Certes, la Grèce reste dans la zone euro et sa sortie aurait eu des conséquences géopolitiques dramatiques, la laissant prise en étau entre un continent en risque d’implosion, des Balkans en durcissement, et un Orient en proie au chaos. Bouter la Grèce hors de la zone euro, comme le proposaient les nationalistes d’extrême droite et les libéraux les plus arrogants, aurait ouvert la voie aux grands déraillements… De ce point de vue, j’estime que la position française, a minima, et au vu du rapport de force (que malheureusement François Hollande n’avait pas voulu construire dès 2012) fut nécessaire dans cette dernière semaine de «négociations ». S’il avait été moins velléitaire avant, les choses eussent peut-être été différentes. Le maintien de la Grèce dans la zone Euro ne doit donc pas masquer que le contenu de l’accord est profondément antidémocratique (subordination d’un parlement souverain à l’autorisation d’instances non élues), et tourné contre le développement soutenable et durable (pas d’engagement sur la restructuration de la dette).

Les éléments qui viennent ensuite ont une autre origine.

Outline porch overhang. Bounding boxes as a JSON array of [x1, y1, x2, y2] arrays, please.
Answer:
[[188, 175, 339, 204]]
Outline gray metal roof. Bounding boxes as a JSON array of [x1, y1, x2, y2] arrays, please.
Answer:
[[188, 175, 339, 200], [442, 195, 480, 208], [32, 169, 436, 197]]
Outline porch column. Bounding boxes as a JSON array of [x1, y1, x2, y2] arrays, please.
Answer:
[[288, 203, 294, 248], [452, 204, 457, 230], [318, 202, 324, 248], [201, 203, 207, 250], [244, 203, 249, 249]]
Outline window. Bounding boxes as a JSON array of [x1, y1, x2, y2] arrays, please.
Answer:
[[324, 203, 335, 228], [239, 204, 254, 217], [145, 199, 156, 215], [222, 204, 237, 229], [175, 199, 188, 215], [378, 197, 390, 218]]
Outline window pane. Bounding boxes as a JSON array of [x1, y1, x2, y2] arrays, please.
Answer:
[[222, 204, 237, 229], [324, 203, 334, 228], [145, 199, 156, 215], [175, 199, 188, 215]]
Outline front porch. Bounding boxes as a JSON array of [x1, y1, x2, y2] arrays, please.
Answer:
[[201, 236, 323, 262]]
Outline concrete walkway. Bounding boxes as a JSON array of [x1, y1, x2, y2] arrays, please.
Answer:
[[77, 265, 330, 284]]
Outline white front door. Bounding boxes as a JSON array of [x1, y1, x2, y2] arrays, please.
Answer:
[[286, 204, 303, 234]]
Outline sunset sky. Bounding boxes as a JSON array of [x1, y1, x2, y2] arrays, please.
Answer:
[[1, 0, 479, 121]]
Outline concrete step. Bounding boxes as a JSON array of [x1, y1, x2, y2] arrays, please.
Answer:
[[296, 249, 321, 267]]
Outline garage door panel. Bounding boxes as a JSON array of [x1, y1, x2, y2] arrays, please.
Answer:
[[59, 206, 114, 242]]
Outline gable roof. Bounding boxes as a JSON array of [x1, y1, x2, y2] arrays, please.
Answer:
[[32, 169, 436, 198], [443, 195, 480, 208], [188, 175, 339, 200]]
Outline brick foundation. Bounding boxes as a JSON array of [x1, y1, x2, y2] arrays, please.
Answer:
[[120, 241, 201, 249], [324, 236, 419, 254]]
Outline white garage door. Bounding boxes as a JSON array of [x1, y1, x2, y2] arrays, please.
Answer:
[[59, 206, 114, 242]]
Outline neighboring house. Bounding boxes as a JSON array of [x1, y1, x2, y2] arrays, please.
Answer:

Mais prenons les points d’appui pour avancer…
Mes contacts et mes amis de Syriza, conscients de la grande contradiction, m’ont fait passer un double message, que je résume : « si ce texte pose en effet de graves problèmes, ce n’est pas le moment de nous priver des seules marges donc disposerions encore pour conduire une partie de notre programme. »
Ce qu’il convient, ce n’est pas seulement de constater que nous pourrions aller plus loin, c’est de tracer comme perspective une suite progressiste au combat engagé par les sociétés depuis 2005 en France et aux Pays-Bas, puis en Irlande ces dernières années et aujourd’hui en Grèce et en Espagne. Et de nous fédérer.
Ne pas affaiblir la dynamique politique politique engagée par Syriza, qui subit déjà la brutalité volontairement humiliante de l’Eurogroupe. Ne pas accepter non plus le coup de force qui piétine l’intérêt général et le bien commun. Voilà la double problématique. Contradiction principale ou secondaire, il nous faut aborder l’obstacle avec réalisme, car il est là.
Sommes-nous prêts à un même vote ? Dans le cas contraire, sommes nous prêts, c’est tout aussi fondamental, à dire ensemble que nous sommes lucides sur ce piège et que nous sommes plus que jamais résolus à desserrer l’étau. Et à dire comment ; sujet sur lequel je reviendrai dans les prochains jours.
Au moment où je termine ces lignes, je n’indique pas ma position sur le vote de ce mercredi 15 car l’essentiel reste de construire une force collective, positive et confiante(1).
Ne donnons pas à nos adversaires le sentiment d’une victoire définitive, telle celle du matador sur le taureau. Car le pire serait de donner crédit au désarroi qui gagne les esprits, et qui se persuaderaient que le changement n’est pas possible. Ne nous dispersons pas. Faisons bloc.